SPOR MEDYASI

Erman Toroğlu'nun açtığı dava reddedildi

Erman Toroğlu'nun spor yazarı Tahir Kum aleyhine açtığı dava reddedildi.

Erman Toroğlu'nun açtığı dava reddedildi

Eski hakem ve spor yorumcusu Erman Toroğlu'nun, yayınlanan bir köşe yazısında ''kişilik haklarına saldırıda bulunulduğu'' iddiasıyla Habertürk gazetesi ve yazıyı kaleme alan Tahir Kum aleyhinde açtığı 100 bin liralık manevi tazminat davası reddedildi.

 
Ankara 18. Asliye Hukuk Mahkemesinde görülen davanın karar duruşmasına, Toroğlu'nun avukatı Vahide Güzelcan Dere ile Habertürk gazetesi ve Kum'un avukatı Simay Tezcan katıldı.

Avukat Dere, davanın kabul edilmesini isterken, avukat Tezcan ise davanın reddine karar verilmesini talep etti.
Yargıç Kayhan Duran, davanın reddine karar verdi.

Davanın dilekçesinde, Habertürk spor gazetesinde, 23 Eylül 2010 tarihinde yayınlanan ve Tahir Kum tarafından kaleme alınan ''Fasulyeler'i de Anlat Hocam'' başlıklı köşe yazısında, ''Toroğlu'na son derece çirkin imalarda bulunulduğu, mesleki kariyeri ve kişiliğine saldırıda bulunulduğu'' ileri sürülmüştü.

Dilekçede, gazete ve Kum'dan, yasal faiziyle 100 bin lira manevi tazminat talep edilmişti.

İşte o yazı;

Fasülyeleri'i de Anlat Hocam

"Meslek hayatımın en ilginç, belki de en mutlu haftalarından birini geride bıraktım. Sebebi; geçen hafta bu köşede "Kabzımaldan yorumcu olursa!.." başlığıyla kaleme aldığım Erman Toroğlu yazısıydı... Gelen tepkiler müthişti... İnanılmazdı...

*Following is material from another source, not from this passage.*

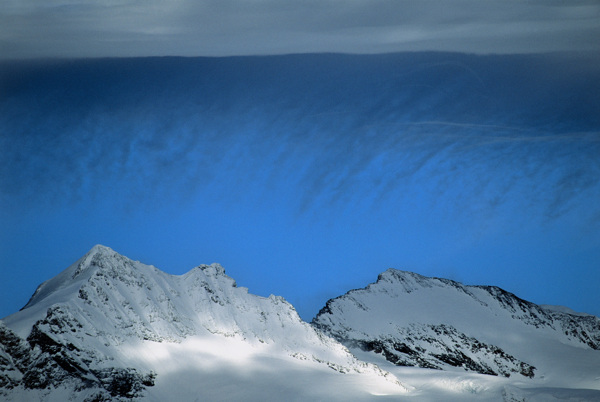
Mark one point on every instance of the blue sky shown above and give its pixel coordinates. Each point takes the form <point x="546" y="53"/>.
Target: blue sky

Öyle ki, 22 yıllık gazetecilik hayatımda, hiçbir yorumum, haberim beni, bu denli mutlu etmedi, gururlandırmadı... Aldığım o tepkilerden çıkardığım ortak sonuç; toplumda Erman Toroğlu'na karşı müthiş derecede öfke duyuluyor... Bu konuda gelen her mail ve her telefon sonrası kendi kendime "Acaba neden bu ülkede birileri de çıkıp 'En nefret ettiğiniz spor yazarı kim?' diye bir anket yapmaz" diye sordum, düşündüm! Hele hele bu konuda hazır böyle lider olabilecek potansiyel biri varken!.. Yanılacağımı sanmıyorum...

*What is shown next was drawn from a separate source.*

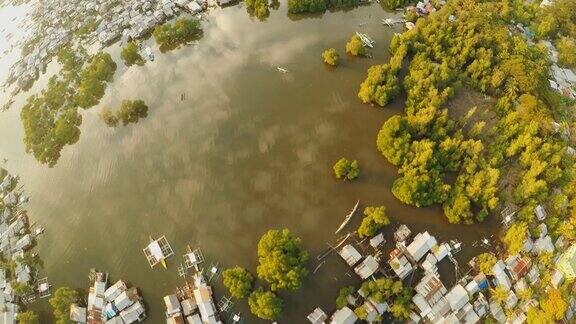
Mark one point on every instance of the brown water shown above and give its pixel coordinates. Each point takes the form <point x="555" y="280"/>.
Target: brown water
<point x="249" y="149"/>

Benim merak ettiğim, onun bu konuda lider olup olmayacağı değil. Onu acaba kim takip eder ve aralarında ne kadar 'fark' olur? Az değil 22 senelik tecrübe... Mesleki tecrübem, yaşadıklarım, gördüklerim, bildiklerim bana bu konuda kimsenin Toroğlu'nun eline su
dökemeyeceğini gösteriyor... Sakın yanlış anlamayın. Bu, teknik direktör Yüksel Yeşilova'nın veya Mersinli'nin ona karşı olan öfkesinden kaynaklanan bir algı değil... Bu, meslek hayatımdaki tecrübem ve yaşanan o olay sebebiyle beni arayan, bana mail veya faks yoluyla ulaşan 'özel' insanların ortak görüşünden kaynaklanan bir algı.

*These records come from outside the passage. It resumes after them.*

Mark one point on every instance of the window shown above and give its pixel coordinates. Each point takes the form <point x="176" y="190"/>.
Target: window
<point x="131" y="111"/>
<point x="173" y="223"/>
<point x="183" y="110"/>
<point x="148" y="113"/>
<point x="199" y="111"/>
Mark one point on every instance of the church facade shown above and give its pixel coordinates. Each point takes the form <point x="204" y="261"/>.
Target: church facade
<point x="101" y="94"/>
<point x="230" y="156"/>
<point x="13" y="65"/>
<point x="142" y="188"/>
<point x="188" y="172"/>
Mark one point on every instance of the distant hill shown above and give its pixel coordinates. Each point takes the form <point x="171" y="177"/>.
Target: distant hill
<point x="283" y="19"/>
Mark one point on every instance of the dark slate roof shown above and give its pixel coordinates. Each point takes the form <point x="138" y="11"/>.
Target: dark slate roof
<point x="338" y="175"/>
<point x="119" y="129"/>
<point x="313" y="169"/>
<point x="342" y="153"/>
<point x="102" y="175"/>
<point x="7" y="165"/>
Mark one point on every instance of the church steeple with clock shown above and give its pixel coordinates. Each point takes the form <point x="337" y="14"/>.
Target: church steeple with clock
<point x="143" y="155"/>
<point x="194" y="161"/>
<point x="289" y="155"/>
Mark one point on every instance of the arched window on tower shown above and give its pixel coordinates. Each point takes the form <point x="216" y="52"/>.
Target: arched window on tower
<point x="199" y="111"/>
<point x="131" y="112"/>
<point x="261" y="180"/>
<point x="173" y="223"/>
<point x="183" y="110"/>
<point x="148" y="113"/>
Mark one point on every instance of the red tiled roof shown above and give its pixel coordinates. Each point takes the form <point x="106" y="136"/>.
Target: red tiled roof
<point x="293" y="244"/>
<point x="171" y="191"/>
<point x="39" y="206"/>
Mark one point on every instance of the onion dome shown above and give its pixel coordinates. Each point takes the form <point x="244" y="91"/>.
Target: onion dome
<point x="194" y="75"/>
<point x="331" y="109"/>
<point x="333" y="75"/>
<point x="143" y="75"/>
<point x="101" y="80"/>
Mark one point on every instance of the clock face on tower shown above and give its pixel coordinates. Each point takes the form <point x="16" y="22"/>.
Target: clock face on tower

Yıllarca yan yana top oynadığı futbolcu arkadaşı, yıllarca birlikte düdük çaldığı hakem arkadaşı, yıllarca birlikte çalıştığı meslektaşları, dahası hısmı–akrabası bir insandan bu denli nefret duyar mı? Bilsem ki, üstlerime, siz değerli okuyuculara saygısızlık olmayacak, her hafta 'bir Toroğlu portresi' ile karşınıza çıkarım...
Çünkü bugün o denli büyük bir malzemeye sahibim. Hem de ne malzemeye! Adeta maden bulmuş gibiyim...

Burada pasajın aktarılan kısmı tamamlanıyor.